Jeff Hamilton

Personal information
- Born: Jeffrey Alan Hamilton November 22, 1966 Auburn, California, U.S.
- Died: January 10, 2023 (aged 56) Truckee, California, U.S.

Sport
- Sport: speed skiing

Medal record
Men speed skiing
Representing United States
Winter Olympics
| Bronze medal – third place | Albertville | Speed Skiing |

= Jeff Hamilton (skier) =

American speed skier (1966–2023)

Jeffrey Alan Hamilton (November 22, 1966 – January 10, 2023) was an American speed skier.

==Career==
Hamilton competed at the 1992 Winter Olympics in the speed skiing demonstration event. In this event he finished third behind the French competitors Michael Prufer and Philippe Goitschel.

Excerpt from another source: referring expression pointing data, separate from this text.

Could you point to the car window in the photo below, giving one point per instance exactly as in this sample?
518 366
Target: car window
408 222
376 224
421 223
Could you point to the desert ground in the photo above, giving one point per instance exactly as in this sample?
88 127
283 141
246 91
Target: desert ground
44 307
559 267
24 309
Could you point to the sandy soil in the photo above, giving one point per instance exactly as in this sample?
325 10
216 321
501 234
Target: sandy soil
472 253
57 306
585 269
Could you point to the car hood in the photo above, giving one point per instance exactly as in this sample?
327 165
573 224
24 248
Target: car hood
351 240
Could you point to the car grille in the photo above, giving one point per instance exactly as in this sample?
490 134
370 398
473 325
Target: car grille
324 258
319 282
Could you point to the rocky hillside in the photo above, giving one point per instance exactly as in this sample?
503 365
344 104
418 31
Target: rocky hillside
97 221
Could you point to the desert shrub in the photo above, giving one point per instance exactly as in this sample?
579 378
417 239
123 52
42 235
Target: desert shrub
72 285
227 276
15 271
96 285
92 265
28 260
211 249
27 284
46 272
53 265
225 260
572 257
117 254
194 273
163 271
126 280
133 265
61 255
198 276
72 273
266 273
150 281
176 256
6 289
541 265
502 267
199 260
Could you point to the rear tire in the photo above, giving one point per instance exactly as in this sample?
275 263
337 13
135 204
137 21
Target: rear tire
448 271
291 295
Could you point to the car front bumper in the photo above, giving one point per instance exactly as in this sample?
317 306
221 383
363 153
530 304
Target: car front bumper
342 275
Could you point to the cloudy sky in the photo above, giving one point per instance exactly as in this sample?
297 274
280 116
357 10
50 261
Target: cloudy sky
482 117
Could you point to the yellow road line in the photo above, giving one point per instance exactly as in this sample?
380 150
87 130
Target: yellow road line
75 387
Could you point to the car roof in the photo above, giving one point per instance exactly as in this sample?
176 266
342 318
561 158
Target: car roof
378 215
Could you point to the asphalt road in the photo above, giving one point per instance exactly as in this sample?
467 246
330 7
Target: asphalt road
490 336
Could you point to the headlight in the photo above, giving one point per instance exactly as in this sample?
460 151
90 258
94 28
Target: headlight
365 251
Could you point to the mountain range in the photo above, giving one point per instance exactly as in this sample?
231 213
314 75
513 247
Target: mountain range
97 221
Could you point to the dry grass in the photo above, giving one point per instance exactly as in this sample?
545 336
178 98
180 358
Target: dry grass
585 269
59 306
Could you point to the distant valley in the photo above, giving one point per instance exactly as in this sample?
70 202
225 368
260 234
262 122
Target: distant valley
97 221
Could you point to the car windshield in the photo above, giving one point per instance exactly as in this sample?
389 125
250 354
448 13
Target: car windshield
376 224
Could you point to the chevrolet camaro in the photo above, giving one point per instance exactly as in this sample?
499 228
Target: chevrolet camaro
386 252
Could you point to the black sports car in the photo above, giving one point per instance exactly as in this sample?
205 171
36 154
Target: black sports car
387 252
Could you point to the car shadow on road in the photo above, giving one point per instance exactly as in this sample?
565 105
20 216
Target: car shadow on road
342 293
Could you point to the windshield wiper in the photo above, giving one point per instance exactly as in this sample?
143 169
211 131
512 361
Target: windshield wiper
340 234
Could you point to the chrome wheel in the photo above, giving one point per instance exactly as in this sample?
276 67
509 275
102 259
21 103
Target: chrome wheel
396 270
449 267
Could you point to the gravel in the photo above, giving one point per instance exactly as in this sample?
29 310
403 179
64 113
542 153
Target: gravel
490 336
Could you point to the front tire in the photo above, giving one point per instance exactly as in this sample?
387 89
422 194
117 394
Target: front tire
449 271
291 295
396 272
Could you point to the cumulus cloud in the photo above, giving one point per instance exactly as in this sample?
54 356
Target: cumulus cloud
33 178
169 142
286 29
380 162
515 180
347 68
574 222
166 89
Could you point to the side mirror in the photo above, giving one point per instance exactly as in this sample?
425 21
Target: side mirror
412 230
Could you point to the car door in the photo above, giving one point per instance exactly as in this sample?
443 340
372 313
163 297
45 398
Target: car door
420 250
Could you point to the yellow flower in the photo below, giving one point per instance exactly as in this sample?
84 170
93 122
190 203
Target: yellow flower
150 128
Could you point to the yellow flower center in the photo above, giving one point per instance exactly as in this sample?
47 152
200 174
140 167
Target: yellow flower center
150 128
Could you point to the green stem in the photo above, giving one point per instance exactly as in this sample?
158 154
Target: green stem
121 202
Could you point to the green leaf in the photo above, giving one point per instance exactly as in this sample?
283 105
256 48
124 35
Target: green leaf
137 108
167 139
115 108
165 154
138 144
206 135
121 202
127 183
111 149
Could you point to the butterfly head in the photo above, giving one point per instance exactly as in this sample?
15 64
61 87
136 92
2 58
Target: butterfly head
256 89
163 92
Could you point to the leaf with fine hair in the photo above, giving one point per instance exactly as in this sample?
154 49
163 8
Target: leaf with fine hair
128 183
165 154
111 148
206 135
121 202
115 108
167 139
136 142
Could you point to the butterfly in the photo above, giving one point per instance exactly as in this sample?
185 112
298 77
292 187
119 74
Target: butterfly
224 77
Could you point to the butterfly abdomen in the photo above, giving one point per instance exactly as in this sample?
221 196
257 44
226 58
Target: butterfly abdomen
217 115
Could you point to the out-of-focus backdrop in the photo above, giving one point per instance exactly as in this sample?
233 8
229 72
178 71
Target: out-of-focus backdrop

In 1995, Hamilton became the first skier to go faster than 150 mph and he held the world record between 1995 and 1997. He was a three-time world champion between 1998 and 2000; he also medaled in two other years. He also set a world record for inline speed skating at 65 mph.

==Personal life and death==
Hamilton attended Placer High School in Auburn. He had a ski shop in Aspen, Colorado.

Hamilton died in Truckee, California, on January 10, 2023, at the age of 56. He died from pancreatic cancer.